What is more, he mentioned that Europe’s regulatory framework has become increasingly complex, making it more difficult for banks – particularly in smaller countries like Cyprus – to operate and support economic growth.
He stated that the EU regulatory environment lacks the flexibility and navigability needed to rejuvenate the European economy.
Mijs pointed out that during the last European Commission term, there was an increase in both horizontal and sector-specific digital policies, adding layers of complexity for the financial sector.
To address the risk that excessive regulation poses to innovation and growth, the European Commission has prioritised reducing regulatory burdens and improving competitiveness during this legislative cycle.

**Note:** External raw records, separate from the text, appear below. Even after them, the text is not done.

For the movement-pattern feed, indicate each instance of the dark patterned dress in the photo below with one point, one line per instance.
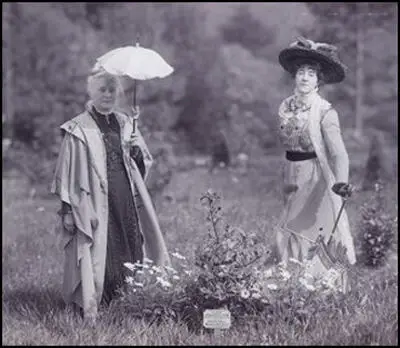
(124, 239)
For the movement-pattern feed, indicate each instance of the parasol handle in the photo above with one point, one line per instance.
(135, 118)
(337, 219)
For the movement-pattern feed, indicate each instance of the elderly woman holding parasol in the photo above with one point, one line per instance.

Mijs said that this includes the introduction of “Omnibus packages” aimed at simplifying existing rules and reducing administrative overhead.
The goal is to ensure consistent application of EU rules across all member states.
These initiatives, he says, are welcome, “especially those that seek to align regulation with competitiveness and sustainability objectives”.
However, he stressed that “the next step should involve reducing complexity in digital regulation as well”.
The EBF, he added, “is focused on ensuring that new regulations and the “Omnibus packages” are designed with parameters appropriate for the entire European banking sector”.
Mijs also pointed to the adoption of the Digital Operational Resilience Act (DORA) as a positive step, as it consolidated previously fragmented regulatory requirements into a single framework.
However, shortly after DORA was adopted, the European Commission proposed the Cyber Resilience Act (CRA), aiming to strengthen the security of digital products.
Moreover, Mijs explained that the CRA does not exempt the financial sector, even though many of the products it covers are already regulated under DORA.
This has resulted in additional regulatory burdens for banks, particularly smaller institutions, creating overlapping obligations that may undermine the original goal of regulatory clarity and efficiency.
On sustainable finance, Mijs stated that banks are closely tied to the broader economy and understand that many of their clients, especially small and medium-sized enterprises (SMEs), often face data gaps and limited compliance capabilities.
While certain information is necessary to identify and manage material risks, SMEs should not fear exclusion from financing, including sustainable finance.
Finally, he stated that efforts are underway at the EU level to make sustainability reporting more accessible for SMEs.